İnanılmaz ailenin örnek aldığı filmin bu film olduğunu düşünüyorum.
On Her Majesty's Secret Service (1969)

İYİ YÖNLERİ
+İntro ortalama Outro çok dramatik ve etkileyici
+İan Fleming'in hangi kitabından uyarlama ise uyarlanan kitap çok iyi ve özgün, izlerken hem bu günün komplo teorilerine ışık oluyor hemde çok keyifli bir seyir zevki bırakıyor. Birbirine bağlanan mantık hataları olmayan ve boşluklar bırakmayan çok kaliteli bir senaryo yazımı var.
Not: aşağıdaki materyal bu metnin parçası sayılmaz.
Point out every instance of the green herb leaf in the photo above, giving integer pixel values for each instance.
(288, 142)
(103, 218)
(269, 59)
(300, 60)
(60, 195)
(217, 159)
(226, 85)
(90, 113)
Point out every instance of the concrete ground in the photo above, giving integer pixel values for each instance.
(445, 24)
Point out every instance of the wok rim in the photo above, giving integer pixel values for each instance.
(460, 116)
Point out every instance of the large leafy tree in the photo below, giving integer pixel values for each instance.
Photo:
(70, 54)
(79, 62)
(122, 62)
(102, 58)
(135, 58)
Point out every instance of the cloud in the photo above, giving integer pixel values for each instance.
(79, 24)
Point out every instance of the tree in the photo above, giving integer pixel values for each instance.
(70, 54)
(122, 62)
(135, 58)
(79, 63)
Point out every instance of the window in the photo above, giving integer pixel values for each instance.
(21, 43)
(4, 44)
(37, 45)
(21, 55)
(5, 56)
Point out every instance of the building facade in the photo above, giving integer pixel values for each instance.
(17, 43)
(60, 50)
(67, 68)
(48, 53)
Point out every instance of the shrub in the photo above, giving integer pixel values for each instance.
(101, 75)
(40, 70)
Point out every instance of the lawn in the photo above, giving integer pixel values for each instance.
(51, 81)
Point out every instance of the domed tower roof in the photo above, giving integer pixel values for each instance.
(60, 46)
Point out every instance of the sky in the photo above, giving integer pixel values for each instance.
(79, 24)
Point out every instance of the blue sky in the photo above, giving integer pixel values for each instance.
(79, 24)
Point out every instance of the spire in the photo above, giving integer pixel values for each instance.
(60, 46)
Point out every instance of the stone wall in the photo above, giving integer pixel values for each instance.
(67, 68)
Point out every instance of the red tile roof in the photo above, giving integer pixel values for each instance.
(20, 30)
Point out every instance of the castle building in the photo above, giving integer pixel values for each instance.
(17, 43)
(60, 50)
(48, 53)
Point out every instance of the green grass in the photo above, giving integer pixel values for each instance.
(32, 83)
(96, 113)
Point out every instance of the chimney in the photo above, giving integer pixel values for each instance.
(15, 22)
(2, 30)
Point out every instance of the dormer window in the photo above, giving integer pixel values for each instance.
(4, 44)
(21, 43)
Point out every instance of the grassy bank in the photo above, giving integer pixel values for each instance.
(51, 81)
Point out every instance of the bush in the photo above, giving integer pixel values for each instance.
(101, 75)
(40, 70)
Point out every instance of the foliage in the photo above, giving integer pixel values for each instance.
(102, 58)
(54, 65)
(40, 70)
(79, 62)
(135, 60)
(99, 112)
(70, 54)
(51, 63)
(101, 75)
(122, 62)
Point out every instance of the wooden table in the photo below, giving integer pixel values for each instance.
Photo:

Ayrıca bir farklılık yapıp dramatik bir sonla bitiyor taktir ettim.
+Geniş planda çekilen, uzun aksiyon sahneleri çok keyifli oralarda imkansız haketler yapılsa da izlerken çok keyif veriyor.
+George Lazenby bir Bond olarak gözünüze garip gelse de kısa zamanda alışıyor ve izlerken keyif alıyorsunuz.
KÖTÜ YÖNLERİ
-Yakın dövüş sahnelerinde çok fazla cut var izlerken hem yoruyor hemde atmosferden koparıp seyir zevkini sekteye uğratıyor.
-Müzik kullanımında müziğin başlaması gereken yerleri hiç umursamamışlar müzikler saçma yerlerde, saçma şekilde çalıyor.
SON DÜŞÜNCELER
Bu dönem için vasat bir film olarak kabul ederdim ama 69 yılı gibi bir yılda kötü adam iyi adam adam karikatürünü çok iyi resmetmiş ve kült kabul edebilecek bir mertebeye erişmiş bir film olduğunu düşünüyorum. İzlerken çok keyif aldım, benim için artık yeri ayrı.
Diamonds Are Forever (1971)

İYİ YÖNLERİ
+Kızıl saçlı kadın Açelya Topaloğlu'na benziyor.
+Ortalama bir hikaye ve ortalama bir aksiyon.
+Çatıya atladığı sahne de çok gerildim tüm filmin üzerinde bir sahne o sahne çünkü gerçekten bir ajan filmi hissine orda karşılaştım.
KÖTÜ YÖNLERİ
-Bu adam neden sürekli takım elbise giyiyor? Hayır eşofman yada bir özel suit giyebilme imkanı var önceki filmde yapıldı bu ama hiç bunu düşünmeyip tamamen Polat Alemdar gibi gezdiriyorlar onu tercih ediyorlar saçma.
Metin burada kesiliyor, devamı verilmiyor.